By comparison, masculinity is straightforward. Men are not the marginalized gender, and much of what we call masculinity is malleable, in many ways learnable and unlearnable. If anyone appears to be condemning masculinity broadly (which Marcotte is elsewhere explicit that she is not), then the discussion devolves. The idea of toxic masculinity is—critically— not a sweeping indictment of bros or gender. It’s an admission that masculinity can be toxic at times.
Toxicity of anything in life is only ever a matter of context. And today’s context is one where a dangerous, militant sect is trying to radicalize volatile people who live in the country where weapons are the most plentiful in the world.
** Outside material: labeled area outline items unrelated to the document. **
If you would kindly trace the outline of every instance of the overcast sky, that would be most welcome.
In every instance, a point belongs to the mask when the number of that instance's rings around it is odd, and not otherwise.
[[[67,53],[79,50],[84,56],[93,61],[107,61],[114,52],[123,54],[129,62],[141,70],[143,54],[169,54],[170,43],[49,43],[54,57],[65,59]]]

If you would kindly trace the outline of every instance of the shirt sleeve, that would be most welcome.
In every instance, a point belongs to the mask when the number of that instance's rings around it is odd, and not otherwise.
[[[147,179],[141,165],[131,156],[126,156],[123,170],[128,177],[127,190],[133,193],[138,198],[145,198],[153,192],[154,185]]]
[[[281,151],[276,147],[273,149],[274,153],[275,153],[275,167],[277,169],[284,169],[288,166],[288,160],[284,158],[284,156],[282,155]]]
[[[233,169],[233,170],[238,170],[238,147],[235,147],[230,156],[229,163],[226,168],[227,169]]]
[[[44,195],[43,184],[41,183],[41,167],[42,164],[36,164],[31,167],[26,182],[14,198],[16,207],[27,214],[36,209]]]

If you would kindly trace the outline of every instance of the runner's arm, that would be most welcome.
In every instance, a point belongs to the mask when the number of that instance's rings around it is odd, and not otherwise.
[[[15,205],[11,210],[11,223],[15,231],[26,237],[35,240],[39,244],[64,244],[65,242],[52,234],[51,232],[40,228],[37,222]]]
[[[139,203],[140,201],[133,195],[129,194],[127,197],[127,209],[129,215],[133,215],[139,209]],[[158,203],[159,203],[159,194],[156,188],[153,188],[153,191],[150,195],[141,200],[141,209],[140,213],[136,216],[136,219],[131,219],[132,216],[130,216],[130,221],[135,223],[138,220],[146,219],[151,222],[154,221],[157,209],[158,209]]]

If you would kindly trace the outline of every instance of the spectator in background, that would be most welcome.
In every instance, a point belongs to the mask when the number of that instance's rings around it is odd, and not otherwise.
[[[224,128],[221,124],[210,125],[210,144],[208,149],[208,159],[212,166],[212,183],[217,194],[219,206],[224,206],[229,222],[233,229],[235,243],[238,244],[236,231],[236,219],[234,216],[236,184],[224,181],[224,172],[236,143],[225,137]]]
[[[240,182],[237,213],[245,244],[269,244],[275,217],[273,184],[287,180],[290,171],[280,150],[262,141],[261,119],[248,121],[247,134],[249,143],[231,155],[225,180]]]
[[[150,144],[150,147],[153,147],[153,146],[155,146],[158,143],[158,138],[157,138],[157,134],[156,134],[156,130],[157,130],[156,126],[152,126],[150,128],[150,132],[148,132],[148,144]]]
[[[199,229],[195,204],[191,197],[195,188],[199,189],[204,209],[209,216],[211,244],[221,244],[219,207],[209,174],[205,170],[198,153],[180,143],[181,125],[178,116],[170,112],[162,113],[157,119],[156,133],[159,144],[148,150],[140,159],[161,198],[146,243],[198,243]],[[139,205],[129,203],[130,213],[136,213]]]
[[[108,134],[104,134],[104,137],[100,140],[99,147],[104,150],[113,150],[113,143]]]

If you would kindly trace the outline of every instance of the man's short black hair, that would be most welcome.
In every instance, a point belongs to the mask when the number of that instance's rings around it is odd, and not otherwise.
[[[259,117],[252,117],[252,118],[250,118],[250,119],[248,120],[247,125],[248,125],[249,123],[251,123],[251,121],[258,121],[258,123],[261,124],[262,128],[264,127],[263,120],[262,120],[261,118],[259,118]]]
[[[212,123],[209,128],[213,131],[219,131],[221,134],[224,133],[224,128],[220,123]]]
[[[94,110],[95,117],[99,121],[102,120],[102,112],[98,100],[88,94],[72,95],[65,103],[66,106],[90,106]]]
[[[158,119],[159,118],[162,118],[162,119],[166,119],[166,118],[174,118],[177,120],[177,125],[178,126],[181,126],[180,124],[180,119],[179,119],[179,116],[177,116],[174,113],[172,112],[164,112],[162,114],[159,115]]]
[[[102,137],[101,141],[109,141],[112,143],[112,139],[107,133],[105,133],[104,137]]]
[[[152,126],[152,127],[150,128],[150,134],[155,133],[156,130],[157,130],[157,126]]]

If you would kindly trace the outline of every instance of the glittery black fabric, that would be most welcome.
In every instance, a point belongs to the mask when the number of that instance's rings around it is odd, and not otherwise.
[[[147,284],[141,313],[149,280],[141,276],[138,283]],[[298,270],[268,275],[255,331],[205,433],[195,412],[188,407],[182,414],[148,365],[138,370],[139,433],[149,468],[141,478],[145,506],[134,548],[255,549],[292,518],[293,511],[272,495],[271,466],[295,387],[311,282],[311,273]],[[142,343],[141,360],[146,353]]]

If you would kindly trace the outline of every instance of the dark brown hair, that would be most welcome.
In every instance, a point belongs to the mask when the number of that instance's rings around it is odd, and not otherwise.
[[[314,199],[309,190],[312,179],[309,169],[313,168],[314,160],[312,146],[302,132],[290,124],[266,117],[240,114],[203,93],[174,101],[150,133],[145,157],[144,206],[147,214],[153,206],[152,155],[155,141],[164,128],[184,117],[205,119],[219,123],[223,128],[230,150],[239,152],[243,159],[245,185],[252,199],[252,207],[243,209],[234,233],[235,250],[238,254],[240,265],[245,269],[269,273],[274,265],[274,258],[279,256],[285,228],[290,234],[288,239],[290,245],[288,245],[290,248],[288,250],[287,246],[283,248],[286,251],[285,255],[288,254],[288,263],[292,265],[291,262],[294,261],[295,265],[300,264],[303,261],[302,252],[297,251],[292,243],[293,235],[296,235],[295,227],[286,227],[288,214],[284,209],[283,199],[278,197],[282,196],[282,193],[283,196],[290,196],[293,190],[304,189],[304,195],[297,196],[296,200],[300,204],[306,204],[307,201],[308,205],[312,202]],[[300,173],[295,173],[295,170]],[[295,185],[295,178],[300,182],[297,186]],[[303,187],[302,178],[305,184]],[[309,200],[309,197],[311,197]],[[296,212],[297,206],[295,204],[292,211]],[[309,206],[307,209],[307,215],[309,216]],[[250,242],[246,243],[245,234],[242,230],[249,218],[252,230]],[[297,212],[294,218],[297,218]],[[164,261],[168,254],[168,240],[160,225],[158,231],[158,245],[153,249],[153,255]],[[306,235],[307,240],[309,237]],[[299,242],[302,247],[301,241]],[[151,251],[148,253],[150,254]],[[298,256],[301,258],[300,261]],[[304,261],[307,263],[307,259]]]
Today’s context is that on top of all that, there are men who are full of insecurity and expected to express themselves only in certain, limited ways.
No cause is singular, and each inroad incremental: Preventing firearm abuse does not seem immediately politically realistic; divides created by religions will persist; no system will soon provide comprehensive mental-health care. The arbitrariness and pervasiveness of masculinity, though, make it especially actionable on a personal scale, day to day and minute to minute. It’s probably something between painting your nails and giving up all expectations of control. Though both of those would be fine.